Las máquinas del tiempo
por
Ana Alejandre

El título de este texto no ha sido escrito en plural por
error, sino porque aunque la utópica máquina del tiempo no es real, esa vieja
utopía parece tener cada vez más aliadas en forma de diversos artefactos que nos ofrecen cada vez
más velocidad, más rapidez en hacer un trayecto físico, la navegación vía
internet, las comunicaciones telefónicas y el envío de datos, las transacciones
económicas en tiempo real y a distancia que antes costaban días y semanas, y
todas aquellas máquinas: coches, motos, aviones, electrodomésticos,
ordenadores, teléfonos, etc., que intentan robarle tiempo al tiempo, haciendo
las tareas que tienen encomendada en menos tiempo, en "tiempo real",
sin dilaciones, sin esperas, sin perder un minuto más de lo que la técnica
actual permita y pueda ofrecer en cada momento.

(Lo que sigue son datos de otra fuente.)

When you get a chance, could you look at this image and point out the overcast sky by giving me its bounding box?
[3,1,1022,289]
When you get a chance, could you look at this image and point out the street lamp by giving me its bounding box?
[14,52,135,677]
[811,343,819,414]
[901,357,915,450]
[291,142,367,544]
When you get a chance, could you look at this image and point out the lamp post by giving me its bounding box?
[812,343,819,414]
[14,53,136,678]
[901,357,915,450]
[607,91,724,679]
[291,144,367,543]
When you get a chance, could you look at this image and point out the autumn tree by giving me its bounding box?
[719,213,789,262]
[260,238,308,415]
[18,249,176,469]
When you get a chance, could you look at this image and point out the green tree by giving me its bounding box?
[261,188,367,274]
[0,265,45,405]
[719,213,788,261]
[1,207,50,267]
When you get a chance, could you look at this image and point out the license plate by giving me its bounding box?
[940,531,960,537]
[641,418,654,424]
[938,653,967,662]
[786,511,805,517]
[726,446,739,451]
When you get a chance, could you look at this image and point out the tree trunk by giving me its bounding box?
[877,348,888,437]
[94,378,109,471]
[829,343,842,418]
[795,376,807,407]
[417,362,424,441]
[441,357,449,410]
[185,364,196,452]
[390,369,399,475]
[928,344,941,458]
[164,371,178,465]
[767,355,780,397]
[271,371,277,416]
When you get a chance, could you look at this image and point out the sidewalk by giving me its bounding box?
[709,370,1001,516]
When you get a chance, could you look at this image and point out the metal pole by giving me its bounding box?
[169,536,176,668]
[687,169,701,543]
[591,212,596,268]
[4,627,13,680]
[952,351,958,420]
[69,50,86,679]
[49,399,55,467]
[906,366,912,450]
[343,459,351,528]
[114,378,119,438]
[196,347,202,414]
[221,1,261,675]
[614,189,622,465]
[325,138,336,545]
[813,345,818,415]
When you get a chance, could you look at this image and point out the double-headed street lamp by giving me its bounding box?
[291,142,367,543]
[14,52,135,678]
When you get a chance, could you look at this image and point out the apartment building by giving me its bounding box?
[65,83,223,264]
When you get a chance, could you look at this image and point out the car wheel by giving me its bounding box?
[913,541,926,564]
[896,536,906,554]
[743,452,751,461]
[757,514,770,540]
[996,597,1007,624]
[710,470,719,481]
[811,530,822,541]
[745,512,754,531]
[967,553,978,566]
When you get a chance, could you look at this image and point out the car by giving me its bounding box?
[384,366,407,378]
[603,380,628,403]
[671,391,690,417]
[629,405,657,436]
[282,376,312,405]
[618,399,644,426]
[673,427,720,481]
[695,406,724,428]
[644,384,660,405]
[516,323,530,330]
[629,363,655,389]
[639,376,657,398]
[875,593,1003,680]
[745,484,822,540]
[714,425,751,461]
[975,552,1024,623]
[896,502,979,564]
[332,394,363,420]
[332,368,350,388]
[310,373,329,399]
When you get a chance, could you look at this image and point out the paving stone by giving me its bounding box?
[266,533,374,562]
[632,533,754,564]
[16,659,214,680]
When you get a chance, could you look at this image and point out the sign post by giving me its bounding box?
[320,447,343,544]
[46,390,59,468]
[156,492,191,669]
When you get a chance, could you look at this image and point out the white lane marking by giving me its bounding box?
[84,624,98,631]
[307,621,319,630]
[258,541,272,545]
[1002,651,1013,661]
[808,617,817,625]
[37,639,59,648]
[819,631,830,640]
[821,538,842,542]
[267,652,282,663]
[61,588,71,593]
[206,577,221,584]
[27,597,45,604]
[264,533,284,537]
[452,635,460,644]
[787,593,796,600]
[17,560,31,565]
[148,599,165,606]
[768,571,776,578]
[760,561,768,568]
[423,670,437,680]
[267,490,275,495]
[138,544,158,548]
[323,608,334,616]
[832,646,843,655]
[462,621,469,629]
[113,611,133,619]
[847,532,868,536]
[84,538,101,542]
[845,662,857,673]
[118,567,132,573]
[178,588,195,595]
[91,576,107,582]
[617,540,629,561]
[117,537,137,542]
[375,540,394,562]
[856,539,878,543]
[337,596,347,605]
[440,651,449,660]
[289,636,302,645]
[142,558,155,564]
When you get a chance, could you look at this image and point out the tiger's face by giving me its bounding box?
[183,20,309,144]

Todo ello, nos lleva en una carrera vertiginosa en la que,
aunque no se pueda viajar en el tiempo, sí se va reduciendo exponencialmente de
forma continua el tiempo necesario para realizar las diferente tareas que cada
máquina o artefacto tiene encomendada y
que intenta hacer cada vez más veloz, más imperceptible en su duración, como si
quisiera compensar la incapacidad para volver al pasado, con el continuo y
veloz robo al presente de unas horas, minutos o
segundos que, sumados al tiempo ganado por otros artilugios modernos y
de última generación, parecen ofrecernos, al final del día, un saldo positivo
de horas o minutos ganados. Aunque esos minutos no puedan llevarnos hacia
atrás, sí roban al presente retazos de esa extraña substancia que es el tiempo,
en una engañosa sensación de que, aunque vivimos vertiginosamente y la vida pasa veloz, somos capaces de hacer
más cosas en menos tiempo, lo que nos parece, paradójicamente, que le ganamos
cada día una batalla de esa guerra que ya sabemos perdida de antemano y en la
que pereceremos, aunque no sepamos cuándo.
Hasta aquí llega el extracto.